In terms of policy system, a three-level system should be established for the protection of traditional villages in Hebei province, including cultural and ecological protection (macro), regional development (meso) and the villages themselves (micro), and a cluster-based protection and development system should be proposed to form a ‘Handan-Xingtai-Jinan traditional village cluster’, a ‘Jingxing-centred Jizhong traditional village cluster’ and a ‘Yuxian-centred Jibei traditional village cluster’. Traditional villages in Hebei Province will be protected in clusters, forming the ‘Handan-Xingtai-Jinan Traditional Village Cluster’, the ‘Jingfu-Jizhong Traditional Village Cluster’ and the ‘Weixian-Jibei Traditional Village Cluster’, integrating the resources in the region, highlighting the individual characteristics of traditional villages, achieving complementary advantages and avoiding the homogenisation of traditional villages. The development and protection of traditional villages in Hebei Province will be based on their individual characteristics, so that they can be protected and developed in a precise manner. It promotes the formation of a balanced development pattern of traditional villages in Hebei Province. Specific measures are proposed to continue the traditional style and character and to build a harmonious spatial environment and to establish a guarantee system.

However, there are some limitations in this study. It does not address the specific characteristics and attributes of each traditional village, which may affect the explanatory power of the influencing factors. Future research should include the natural environment, social economy, history and culture, structure and mechanism, architectural features, customs and culture of each traditional village in Hebei Province to better explore the mechanisms of their spatial distribution. In subsequent studies, it will be important to take into account climatic factors, specifically rainfall, and changes in livelihoods. Furthermore, it is important to note that the existing dataset only includes the traditional villages listed in the fifth inventory of traditional villages in China, and there are numerous other traditional villages in China that remain unlisted. The primary objective of this paper is to present a comprehensive assessment methodology. However, it should be acknowledged that the results may be subject to alteration with the availability of a more comprehensive database.

8. Conclusions

With the introduction of the rural revitalisation strategy, traditional villages have become important platforms for the implementation of rural revitalisation. Therefore, studying the spatial distribution and influencing factors of traditional villages is of great significance. By recognising the factors that shape the distribution patterns of traditional villages, policy makers and stakeholders can better preserve and promote these valuable cultural assets while addressing regional disparities. Socio-economic and natural environmental factors were found to alternate in influencing the spatial distribution, with socio-economic factors playing a stronger role. Natural environmental factors influenced the spatial distribution, while socio-economic factors acted as drivers. Historical and cultural factors acted as catalysts for spatial distribution, and policy directions acted as external forces.

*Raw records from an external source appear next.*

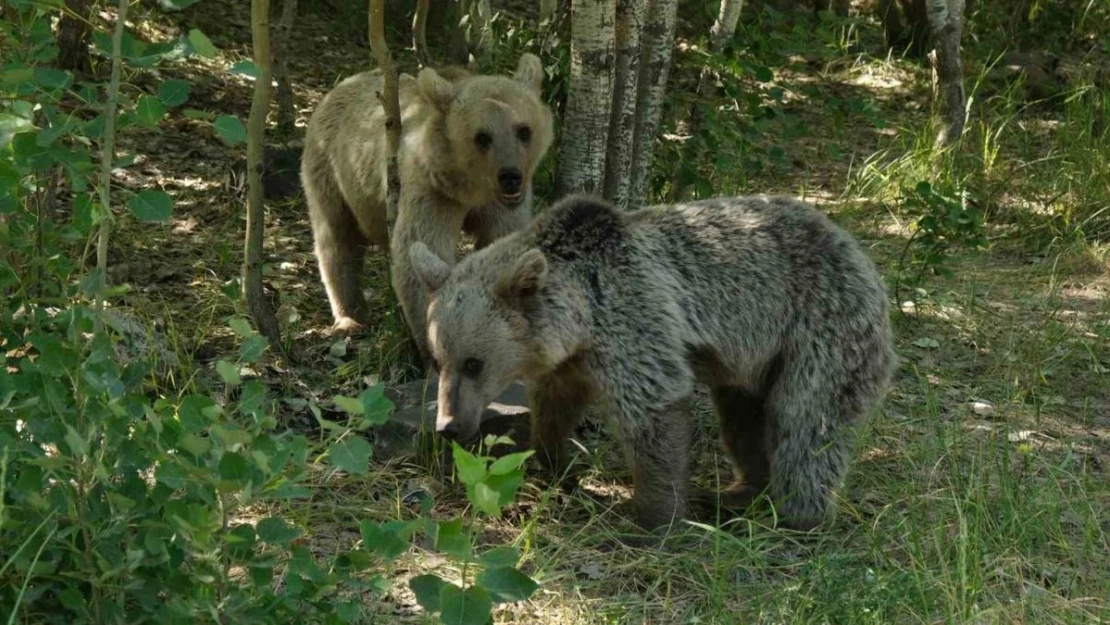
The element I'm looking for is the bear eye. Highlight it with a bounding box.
[516,125,532,143]
[474,131,493,149]
[463,357,484,378]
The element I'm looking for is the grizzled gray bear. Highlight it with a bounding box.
[408,194,896,532]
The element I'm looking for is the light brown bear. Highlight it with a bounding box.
[300,55,553,348]
[408,195,895,533]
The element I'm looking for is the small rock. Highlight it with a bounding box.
[970,400,995,416]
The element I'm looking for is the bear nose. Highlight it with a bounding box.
[498,168,523,193]
[437,418,460,441]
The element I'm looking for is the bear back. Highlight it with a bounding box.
[534,195,629,262]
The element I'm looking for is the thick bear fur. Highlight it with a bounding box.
[301,54,553,340]
[409,194,896,532]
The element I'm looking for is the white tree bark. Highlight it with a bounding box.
[555,0,615,197]
[928,0,965,147]
[602,0,647,208]
[472,0,493,54]
[627,0,677,206]
[540,0,558,22]
[709,0,743,51]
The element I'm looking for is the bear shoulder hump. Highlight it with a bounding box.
[536,195,628,261]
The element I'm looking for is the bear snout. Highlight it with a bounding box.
[435,414,476,442]
[498,168,524,204]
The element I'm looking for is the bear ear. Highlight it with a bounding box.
[416,67,455,113]
[496,248,548,303]
[512,53,544,94]
[409,242,451,292]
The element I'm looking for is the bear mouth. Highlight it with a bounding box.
[499,191,524,206]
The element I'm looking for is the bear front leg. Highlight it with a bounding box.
[313,215,371,334]
[710,385,771,511]
[623,399,693,533]
[392,269,434,368]
[528,355,595,489]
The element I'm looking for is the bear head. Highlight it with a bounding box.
[409,240,554,441]
[415,53,553,209]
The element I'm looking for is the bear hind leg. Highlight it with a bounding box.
[308,193,371,333]
[764,367,859,531]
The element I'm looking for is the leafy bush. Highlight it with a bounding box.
[1,3,536,623]
[895,181,987,292]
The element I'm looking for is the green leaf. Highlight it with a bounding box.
[332,395,363,415]
[127,190,173,221]
[485,471,525,508]
[256,517,301,544]
[229,60,260,78]
[409,575,448,613]
[34,67,71,90]
[359,385,394,426]
[63,425,88,458]
[472,482,501,516]
[476,566,538,603]
[452,442,486,486]
[439,584,492,625]
[479,546,519,569]
[219,451,250,482]
[216,360,241,385]
[434,518,471,560]
[228,316,253,338]
[178,394,217,431]
[328,437,372,475]
[157,79,192,107]
[213,114,246,145]
[488,450,534,476]
[73,194,95,234]
[135,95,166,127]
[239,335,268,362]
[187,28,218,57]
[359,520,408,561]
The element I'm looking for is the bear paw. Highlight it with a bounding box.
[330,317,367,336]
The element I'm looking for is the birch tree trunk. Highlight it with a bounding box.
[245,0,282,346]
[709,0,743,51]
[601,0,647,208]
[928,0,965,147]
[627,0,677,206]
[555,0,615,197]
[472,0,493,55]
[58,0,92,73]
[413,0,430,66]
[446,0,470,65]
[369,0,401,235]
[540,0,559,22]
[273,0,298,141]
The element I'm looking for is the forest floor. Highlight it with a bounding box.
[103,0,1109,622]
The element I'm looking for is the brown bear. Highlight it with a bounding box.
[408,194,895,533]
[300,55,553,345]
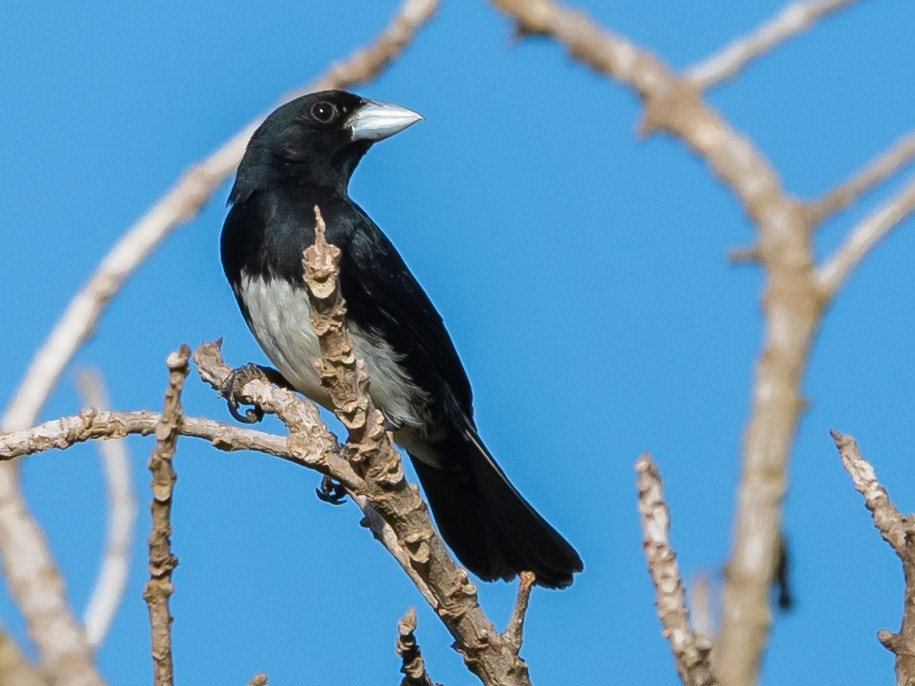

These findings provide valuable insights for understanding the spatial distribution characteristics of traditional villages in Hebei Province and can inform the development of effective strategies for rural revitalisation in China. It is suggested that Hebei Province should make full use of the resources of traditional villages, especially the core gathering areas of traditional villages. It is necessary to formulate comprehensive and regional master plans based on ecology and centred on culture. These plans should balance conservation and development, inheritance and innovation. They should also explore cultural assets in depth, incorporate modern ways of thinking and inject new vitality into the development of traditional villages. Further research can build on these findings to explore specific interventions and policies for the sustainable development and preservation of traditional villages in Hebei Province and beyond.